Recently I had the opportunity to chair a session at an IMA Mathematics in Defence and Security conference. Not only was it my first-time chairing – I knew very little about this field of maths. So here are some of the key lessons I learnt through the experience…
1. There’s only so much preparation you can do as chair.
Knowing what to prepare can really make a difference (especially to your nerves). However, the role of chair also requires you to think on your feet when it comes to knowing what to say to prompt audience discussion. Familiarising yourself with the abstracts of speakers, planning short introductions and having back-up questions prepared can ensure the sessions run as smoothly as possible.
For me, it was the Q&A part of the session I was most apprehensive about. Having the topic so far outside my comfort zone, where do I even start with questions? What if I ask something that is so obvious to everyone else?
Having access to the abstracts beforehand allows you to prepare some emergency questions.

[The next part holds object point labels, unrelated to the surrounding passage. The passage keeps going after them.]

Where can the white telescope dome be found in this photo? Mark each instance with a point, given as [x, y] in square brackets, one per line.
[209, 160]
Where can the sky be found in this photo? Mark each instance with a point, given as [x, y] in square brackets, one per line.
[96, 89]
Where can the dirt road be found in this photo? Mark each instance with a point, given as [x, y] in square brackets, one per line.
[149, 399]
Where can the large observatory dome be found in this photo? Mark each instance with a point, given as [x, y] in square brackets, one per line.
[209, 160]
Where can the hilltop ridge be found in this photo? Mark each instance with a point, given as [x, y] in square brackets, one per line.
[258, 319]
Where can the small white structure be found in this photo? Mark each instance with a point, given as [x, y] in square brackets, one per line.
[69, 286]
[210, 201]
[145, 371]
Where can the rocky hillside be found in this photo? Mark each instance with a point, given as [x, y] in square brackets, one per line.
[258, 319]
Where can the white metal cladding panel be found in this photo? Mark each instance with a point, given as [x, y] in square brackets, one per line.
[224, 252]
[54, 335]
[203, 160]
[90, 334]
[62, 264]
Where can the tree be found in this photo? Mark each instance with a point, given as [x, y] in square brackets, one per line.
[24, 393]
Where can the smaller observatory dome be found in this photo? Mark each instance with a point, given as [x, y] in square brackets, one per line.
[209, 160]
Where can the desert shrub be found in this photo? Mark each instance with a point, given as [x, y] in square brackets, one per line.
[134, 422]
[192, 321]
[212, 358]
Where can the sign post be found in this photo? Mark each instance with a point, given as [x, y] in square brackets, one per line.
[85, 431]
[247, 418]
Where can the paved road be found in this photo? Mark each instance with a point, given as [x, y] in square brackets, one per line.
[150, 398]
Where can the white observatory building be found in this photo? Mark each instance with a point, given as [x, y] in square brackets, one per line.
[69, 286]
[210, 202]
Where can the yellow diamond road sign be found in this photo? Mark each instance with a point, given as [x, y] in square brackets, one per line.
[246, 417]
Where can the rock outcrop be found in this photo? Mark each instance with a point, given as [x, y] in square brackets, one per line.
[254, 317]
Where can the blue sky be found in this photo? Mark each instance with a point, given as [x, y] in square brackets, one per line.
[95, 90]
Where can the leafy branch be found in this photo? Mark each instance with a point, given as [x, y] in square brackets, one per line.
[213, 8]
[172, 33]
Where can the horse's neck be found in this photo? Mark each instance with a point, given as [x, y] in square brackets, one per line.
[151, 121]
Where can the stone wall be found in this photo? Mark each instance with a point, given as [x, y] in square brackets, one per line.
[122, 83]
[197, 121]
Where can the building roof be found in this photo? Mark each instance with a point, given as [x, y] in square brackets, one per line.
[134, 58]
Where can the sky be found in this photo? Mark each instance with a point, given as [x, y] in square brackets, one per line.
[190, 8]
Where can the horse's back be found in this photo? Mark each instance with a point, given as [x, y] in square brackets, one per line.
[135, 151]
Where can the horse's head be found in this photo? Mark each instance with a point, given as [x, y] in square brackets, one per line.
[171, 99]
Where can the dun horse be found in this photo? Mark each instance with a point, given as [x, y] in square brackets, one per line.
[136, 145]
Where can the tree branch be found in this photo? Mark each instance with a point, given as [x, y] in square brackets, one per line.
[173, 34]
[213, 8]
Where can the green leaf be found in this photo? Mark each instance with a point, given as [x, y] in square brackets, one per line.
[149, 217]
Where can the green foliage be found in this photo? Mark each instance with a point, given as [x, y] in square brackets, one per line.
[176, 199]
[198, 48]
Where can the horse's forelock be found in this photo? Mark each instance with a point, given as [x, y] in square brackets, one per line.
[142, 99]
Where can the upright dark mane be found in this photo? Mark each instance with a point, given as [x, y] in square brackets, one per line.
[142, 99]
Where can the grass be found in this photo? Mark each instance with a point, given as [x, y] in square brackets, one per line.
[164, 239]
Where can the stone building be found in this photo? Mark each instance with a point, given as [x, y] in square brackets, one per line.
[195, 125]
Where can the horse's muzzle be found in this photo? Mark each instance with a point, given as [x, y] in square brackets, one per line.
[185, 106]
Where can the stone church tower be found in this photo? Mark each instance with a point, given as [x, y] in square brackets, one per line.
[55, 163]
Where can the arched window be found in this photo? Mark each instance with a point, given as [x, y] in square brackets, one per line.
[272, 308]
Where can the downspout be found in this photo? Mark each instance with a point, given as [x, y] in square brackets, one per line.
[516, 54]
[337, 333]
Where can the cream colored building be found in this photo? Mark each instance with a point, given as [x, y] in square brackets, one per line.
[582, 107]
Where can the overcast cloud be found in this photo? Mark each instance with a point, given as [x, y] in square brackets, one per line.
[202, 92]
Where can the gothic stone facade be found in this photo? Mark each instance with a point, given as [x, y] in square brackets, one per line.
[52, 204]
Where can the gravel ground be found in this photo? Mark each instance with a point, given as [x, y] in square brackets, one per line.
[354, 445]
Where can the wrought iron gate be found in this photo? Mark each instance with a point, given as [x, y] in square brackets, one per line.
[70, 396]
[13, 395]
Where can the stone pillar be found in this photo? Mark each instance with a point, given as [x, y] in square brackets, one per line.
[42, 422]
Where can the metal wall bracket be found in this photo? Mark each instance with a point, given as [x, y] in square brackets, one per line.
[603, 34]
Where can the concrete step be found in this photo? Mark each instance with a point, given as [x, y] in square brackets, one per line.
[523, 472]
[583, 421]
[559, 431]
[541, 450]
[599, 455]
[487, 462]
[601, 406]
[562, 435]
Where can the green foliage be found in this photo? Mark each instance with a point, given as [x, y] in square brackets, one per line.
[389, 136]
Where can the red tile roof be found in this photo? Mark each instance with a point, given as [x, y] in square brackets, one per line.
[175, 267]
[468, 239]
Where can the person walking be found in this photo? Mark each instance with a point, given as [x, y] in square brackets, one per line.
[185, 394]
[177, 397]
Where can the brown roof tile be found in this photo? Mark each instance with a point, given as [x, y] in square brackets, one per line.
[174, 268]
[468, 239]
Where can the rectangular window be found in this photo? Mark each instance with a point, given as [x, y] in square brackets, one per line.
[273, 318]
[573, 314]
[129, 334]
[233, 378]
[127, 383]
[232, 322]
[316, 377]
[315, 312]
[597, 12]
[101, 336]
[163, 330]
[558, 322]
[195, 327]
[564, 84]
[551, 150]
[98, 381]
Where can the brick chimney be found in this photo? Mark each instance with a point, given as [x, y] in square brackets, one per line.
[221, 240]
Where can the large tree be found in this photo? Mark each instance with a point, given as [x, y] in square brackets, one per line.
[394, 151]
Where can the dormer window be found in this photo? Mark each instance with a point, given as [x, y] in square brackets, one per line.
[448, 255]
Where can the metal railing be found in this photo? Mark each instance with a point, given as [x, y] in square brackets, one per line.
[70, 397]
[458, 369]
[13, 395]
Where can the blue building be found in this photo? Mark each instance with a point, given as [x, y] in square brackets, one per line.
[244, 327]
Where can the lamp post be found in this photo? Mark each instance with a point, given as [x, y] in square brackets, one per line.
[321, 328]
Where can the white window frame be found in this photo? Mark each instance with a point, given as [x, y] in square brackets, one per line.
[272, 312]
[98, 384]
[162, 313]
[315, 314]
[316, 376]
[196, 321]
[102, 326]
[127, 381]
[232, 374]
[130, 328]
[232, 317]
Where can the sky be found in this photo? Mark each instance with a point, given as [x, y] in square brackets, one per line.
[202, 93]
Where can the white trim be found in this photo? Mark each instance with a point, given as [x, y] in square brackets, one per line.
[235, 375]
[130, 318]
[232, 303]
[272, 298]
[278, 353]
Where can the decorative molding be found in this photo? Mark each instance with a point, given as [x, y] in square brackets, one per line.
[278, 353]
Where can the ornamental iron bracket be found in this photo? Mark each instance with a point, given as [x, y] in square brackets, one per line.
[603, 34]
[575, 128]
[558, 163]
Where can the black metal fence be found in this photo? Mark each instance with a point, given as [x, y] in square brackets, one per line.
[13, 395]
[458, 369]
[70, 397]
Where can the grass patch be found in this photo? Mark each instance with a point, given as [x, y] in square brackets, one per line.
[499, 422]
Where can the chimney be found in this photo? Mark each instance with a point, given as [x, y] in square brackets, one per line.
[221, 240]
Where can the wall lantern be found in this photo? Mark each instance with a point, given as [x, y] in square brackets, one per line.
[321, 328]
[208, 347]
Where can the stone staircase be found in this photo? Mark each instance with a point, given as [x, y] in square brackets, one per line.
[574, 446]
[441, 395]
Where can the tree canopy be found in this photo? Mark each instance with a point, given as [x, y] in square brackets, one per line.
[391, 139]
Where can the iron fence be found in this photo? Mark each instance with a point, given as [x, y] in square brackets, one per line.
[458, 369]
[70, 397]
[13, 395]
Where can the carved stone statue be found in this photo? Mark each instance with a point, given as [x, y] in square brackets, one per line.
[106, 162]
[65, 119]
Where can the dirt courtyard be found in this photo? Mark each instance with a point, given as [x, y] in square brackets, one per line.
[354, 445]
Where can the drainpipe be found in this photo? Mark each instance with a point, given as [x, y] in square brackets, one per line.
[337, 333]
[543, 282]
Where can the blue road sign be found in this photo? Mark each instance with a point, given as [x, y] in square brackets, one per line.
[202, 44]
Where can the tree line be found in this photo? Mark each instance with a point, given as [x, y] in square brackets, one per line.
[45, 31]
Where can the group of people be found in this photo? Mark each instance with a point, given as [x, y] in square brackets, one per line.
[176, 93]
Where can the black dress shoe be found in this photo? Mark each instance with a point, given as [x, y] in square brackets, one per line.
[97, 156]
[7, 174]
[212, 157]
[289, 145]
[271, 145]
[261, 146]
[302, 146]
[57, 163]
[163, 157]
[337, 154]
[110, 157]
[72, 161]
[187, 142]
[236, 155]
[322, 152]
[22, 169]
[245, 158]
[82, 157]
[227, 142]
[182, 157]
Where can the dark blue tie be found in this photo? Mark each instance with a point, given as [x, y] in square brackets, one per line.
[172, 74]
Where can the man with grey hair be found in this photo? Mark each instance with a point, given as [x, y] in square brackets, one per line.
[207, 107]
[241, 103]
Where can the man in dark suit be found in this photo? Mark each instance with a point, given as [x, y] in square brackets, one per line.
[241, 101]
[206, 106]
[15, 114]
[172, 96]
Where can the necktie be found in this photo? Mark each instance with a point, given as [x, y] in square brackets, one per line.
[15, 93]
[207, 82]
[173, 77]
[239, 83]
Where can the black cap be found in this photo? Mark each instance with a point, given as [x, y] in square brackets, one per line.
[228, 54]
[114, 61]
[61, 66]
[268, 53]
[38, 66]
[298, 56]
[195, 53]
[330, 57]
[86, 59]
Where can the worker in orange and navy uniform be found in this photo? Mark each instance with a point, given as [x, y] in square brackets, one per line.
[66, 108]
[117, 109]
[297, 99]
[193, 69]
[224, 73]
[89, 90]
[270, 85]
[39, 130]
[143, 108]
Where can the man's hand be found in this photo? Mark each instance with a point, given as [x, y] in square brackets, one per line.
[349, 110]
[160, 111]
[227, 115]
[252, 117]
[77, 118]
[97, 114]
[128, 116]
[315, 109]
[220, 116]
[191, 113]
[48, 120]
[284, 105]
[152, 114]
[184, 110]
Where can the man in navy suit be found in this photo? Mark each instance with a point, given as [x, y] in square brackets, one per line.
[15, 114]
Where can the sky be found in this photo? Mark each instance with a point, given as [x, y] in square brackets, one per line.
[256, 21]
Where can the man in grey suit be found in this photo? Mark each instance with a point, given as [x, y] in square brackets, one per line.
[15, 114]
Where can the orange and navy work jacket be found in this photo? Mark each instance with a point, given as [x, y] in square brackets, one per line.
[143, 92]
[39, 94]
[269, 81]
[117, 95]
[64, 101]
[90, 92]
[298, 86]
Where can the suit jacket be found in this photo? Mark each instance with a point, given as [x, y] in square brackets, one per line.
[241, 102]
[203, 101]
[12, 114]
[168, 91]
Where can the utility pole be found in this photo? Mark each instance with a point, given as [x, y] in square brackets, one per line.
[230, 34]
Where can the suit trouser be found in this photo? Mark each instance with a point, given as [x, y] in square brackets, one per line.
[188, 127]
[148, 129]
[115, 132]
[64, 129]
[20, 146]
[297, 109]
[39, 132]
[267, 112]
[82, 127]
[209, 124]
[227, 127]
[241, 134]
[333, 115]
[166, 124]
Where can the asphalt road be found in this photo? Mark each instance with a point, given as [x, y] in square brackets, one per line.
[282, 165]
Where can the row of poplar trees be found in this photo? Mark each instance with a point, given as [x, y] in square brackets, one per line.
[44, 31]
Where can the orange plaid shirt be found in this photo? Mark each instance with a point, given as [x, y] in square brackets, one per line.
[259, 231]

Sometimes the abstracts can leave you with no better understanding – so what can you do then? Reach out to other members of the organising committee. Some of these members are sure to have ample experience in this field and are usually more than happy to help! Failing that, you could even ask the speaker themselves what kind of questions they would like to receive (this can be helpful to them if they want to steer the audience discussion in a certain way).
2. Timing is a very important part of the role.
How do you cut someone off professionally if they’re running over their time slot? Remind the speakers of the time limit beforehand and let them know signals you will use to indicate how long they have left. Speakers are often passionate about their research and love to talk about it – this makes it easy to run over time in the Q&A part of the session. To make sure you are sticking to schedule, you can let the audience know to follow up their questions with the speaker in the networking sessions.
3. Get to the conference early.
Check the speakers have everything they need and have no issues sharing presentation slides. This can give them one less thing to worry about!
4. Don’t be afraid to chair differently!
This is the great thing about having a diverse panel of people chairing a session. It brings variety to the conference and can help keep the audience engaged.
One last thing – don’t forget to thank the speakers and the audience for taking their time to attend!